Ketua Umum KJK Tangerang Raya, Agus M. Romdoni, mengungkapkan kekecewaannya setelah menerima laporan dari anggotanya. Diketahui, sebuah proposal kegiatan yang ditujukan kepada Bupati Tangerang langsung ditolak oleh pihak Bagian Umum dengan alasan dokumen tersebut masih ditulis tangan.
"Proposal tidak diproses dan diminta untuk diketik ulang. Ini tentu menjadi pertanyaan besar dalam standar pelayanan publik kita saat ini," ujar Agus pada Kamis (9/4).
Menurut Agus, substansi dan kejelasan tujuan sebuah permohonan seharusnya menjadi prioritas utama ketimbang sekadar formalitas teknis. Ia menilai, penolakan tersebut menunjukkan kurangnya fleksibilitas birokrasi dalam menyikapi kebutuhan mitra strategis maupun masyarakat umum.

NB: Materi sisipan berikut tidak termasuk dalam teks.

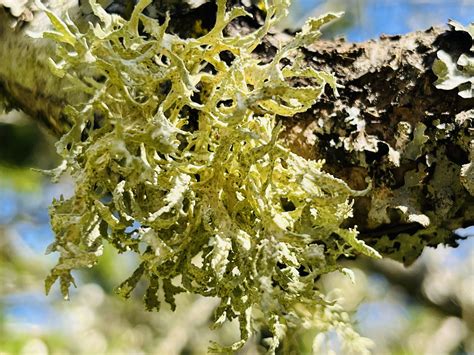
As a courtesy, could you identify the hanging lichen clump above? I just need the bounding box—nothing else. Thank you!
[40,0,379,351]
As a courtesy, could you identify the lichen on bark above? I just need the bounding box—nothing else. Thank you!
[39,0,380,352]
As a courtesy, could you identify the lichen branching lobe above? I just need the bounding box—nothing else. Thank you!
[44,0,379,352]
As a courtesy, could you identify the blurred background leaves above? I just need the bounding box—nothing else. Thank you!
[0,0,474,355]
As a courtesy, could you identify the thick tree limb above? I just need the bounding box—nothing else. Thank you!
[0,1,474,264]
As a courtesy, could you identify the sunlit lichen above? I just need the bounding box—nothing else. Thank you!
[433,21,474,99]
[40,0,379,352]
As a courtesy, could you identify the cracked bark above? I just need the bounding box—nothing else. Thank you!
[0,1,474,264]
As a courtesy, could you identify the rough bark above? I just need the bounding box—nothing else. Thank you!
[0,1,474,264]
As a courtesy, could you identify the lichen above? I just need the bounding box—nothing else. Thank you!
[433,21,474,99]
[44,0,379,352]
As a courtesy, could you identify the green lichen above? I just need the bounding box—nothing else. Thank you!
[433,21,474,99]
[44,0,379,352]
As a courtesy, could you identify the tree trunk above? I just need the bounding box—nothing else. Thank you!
[0,0,474,264]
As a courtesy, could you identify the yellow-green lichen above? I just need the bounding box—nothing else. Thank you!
[44,0,379,351]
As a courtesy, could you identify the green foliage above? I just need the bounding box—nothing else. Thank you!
[40,0,379,352]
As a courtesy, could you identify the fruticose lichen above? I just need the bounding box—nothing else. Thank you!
[433,21,474,99]
[44,0,379,352]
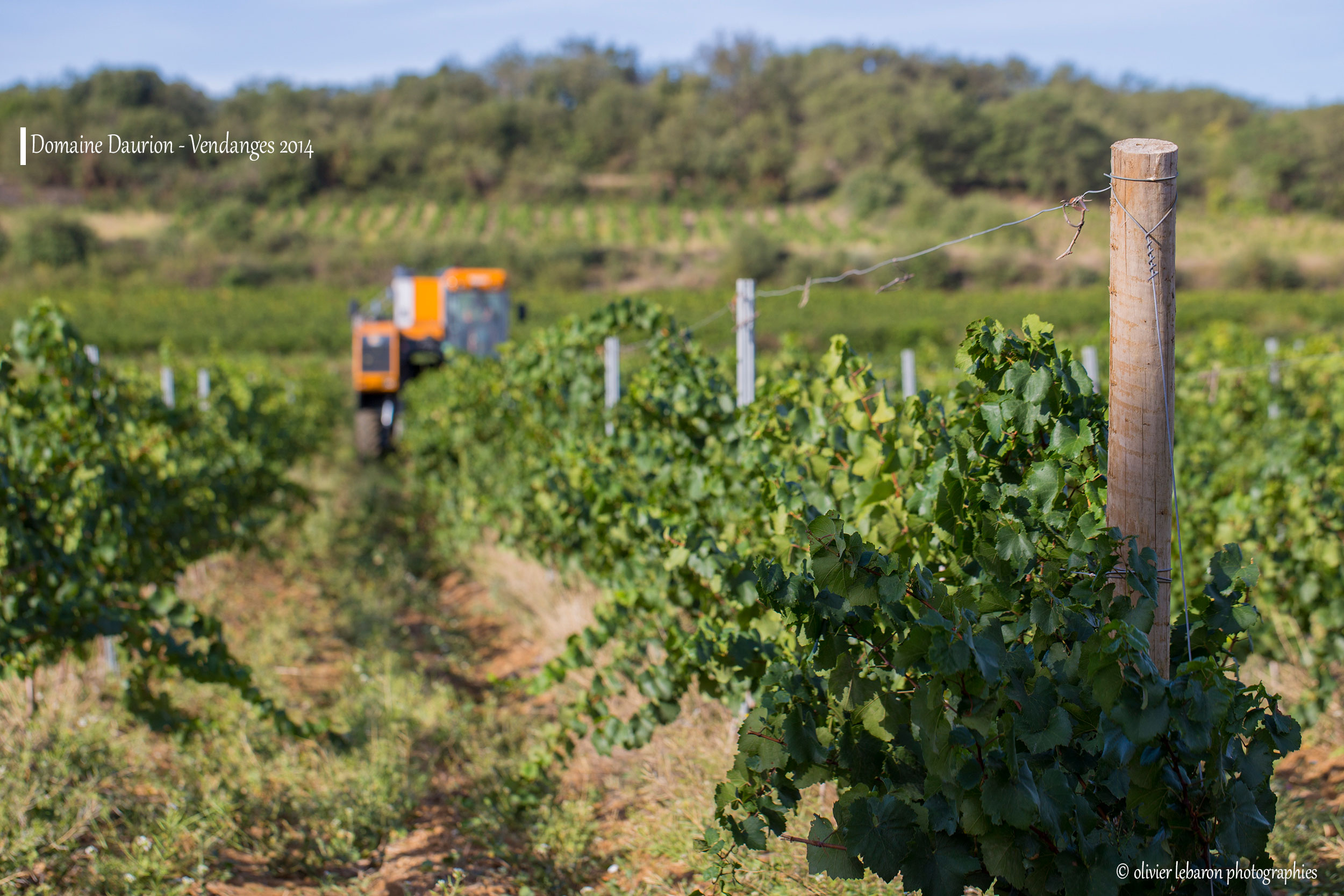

Agus menegaskan bahwa pelayanan publik di era sekarang seharusnya mengedepankan solusi dan kemudahan akses. "Pelayanan itu bukan soal kaku pada teknis semata. Kalau hanya karena tulisan tangan lalu ditolak, ini menunjukkan pola pikir birokrasi yang belum sepenuhnya berpihak pada kemudahan masyarakat," tegasnya.
Lebih lanjut, KJK Tangerang Raya meminta adanya evaluasi menyeluruh terhadap kinerja pelayanan di Bagian Umum agar kejadian serupa tidak dialami oleh elemen masyarakat lainnya. Sebagai kontrol sosial dan mitra strategis pemerintah, KJK berharap ruang komunikasi dapat dibuka lebih lebar tanpa hambatan teknis yang tidak esensial.
Hingga berita ini diturunkan, belum ada pernyataan resmi dari pihak Bagian Umum Pemerintah Kabupaten Tangerang terkait keluhan yang disampaikan oleh komunitas jurnalis tersebut.